Wie auch immer, heute Morgen stehen wir jedenfalls mal wieder Rede und Antwort, was unser Vorhaben NSCR betrifft. Wir werden oft angesprochen, was wir denn wohl für eine Tour machen mit den Kindern, wie lange, wie weit, wohin und woher… Dann erfahren wir nicht selten erstaunte bis bewundernde Reaktionen.
Die Reise geht an der Elbe weiter und ich muss sagen, ich bin sehr froh, dass ich mich hinsichtlich der Routenentscheidung durchsetzen konnte. Hätten wir mit der Fähre abgekürzt, so wäre uns so mancher schöne Elbkilometer durch die Lappen gegangen. Ein besonderer Reiz geht schon allein von all den großen Schiffen aus, die stromauf- und abwärts tuckern. Vielleicht sollte ich doch auch noch mal die Abschnitte östlich von Blankenese bis Tschechien erradeln? Vermutlich wäre es das wert.
Wir kommen durch Glückstadt, überqueren die Stör, erreichen Brokdorf. Kleines idyllisches Kaff mit unbehaglich anmutendem Namen; der Radweg führt uns unmittelbar an der gewaltigen Festung AKW vorbei, sehr befremdlich.
Wir pausieren lange im Ort an einem netten Spielplatz, essen Brötchen, trinken Tee und Kaffee.
Das Atomkraftwerk Brokdorf - schon ein seltsames Gefühl,
an so einem Monstrum vorbeizufahren...
Die Elbe weitet sich - darf man schon Nordsee sagen? Bald erreichen wir die Ausläufer von Brunsbüttel, eher hässlich, von industriellem Gepräge. Es ist grau, ein paar Tropfen Regen fallen. Mit der Fähre überqueren wir den Nord-Ostsee-Kanal. Den Kindern ist zunächst gar nicht klar, dass dies der gleiche Kanal ist, der in Kiel auf die Ostsee trifft. Sie staunen ein wenig, als sie erfahren, dass wir nun gar nicht so weit weg von zu Hause sind.

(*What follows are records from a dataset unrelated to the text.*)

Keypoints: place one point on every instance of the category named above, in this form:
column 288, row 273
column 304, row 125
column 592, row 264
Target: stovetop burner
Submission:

Die Einmündung des Nord-Ostsee-Kanals bei Brunsbüttel
Der Campingplatz ist klein, der Platzwart ein wenig schroff, aber sehr freundlich, den Kindern schenkt er ein Eis zur Begrüßung.
Auf zwei Kochern bereiten wir das Abendessen, ich brate Reibekuchen für die Kinder, meine Partnerin kocht Nudeln für uns. Der Campingplatz ist direkt unterhalb des Deiches gelegen und nach dem Abwasch (den - als ewige Verlierer bei den abendlichen Spielrunden - mal wieder Johanna und ich erledigen müssen) stiefeln wir noch mal hinauf, nehmen Platz auf einer Bank, schlürfen Tee und blicken auf den weiten Strom. Drei Kilometer trennen uns hier schon vom gegenüberliegenden Ufer. Vor der Kanalmündung gibt es einen regelrechten Stau von Schiffen, die in Richtung Ostsee unterwegs sind. Ein wundervolles Ambiente.
Ich stelle fest, wie toll es ist, soo viel Zeit für die Kinder und mit den Kindern zu haben. Im Alltag, da gerät der Routinebetrieb gerne mal hektisch, es ist oft ein Abwickeln, ein Organisieren von Terminen. Hinzu kommt, dass Johanna ja nun schon seit geraumer Zeit einen Teil ihrer Wege alleine tätigt, ob sie nun zur Schule fährt oder zu Verabredungen mit Freundinnen. Da kann es passieren, dass ich sie im Laufe einer Woche immer nur mal kurz sehe, der eine kommt, der andere geht…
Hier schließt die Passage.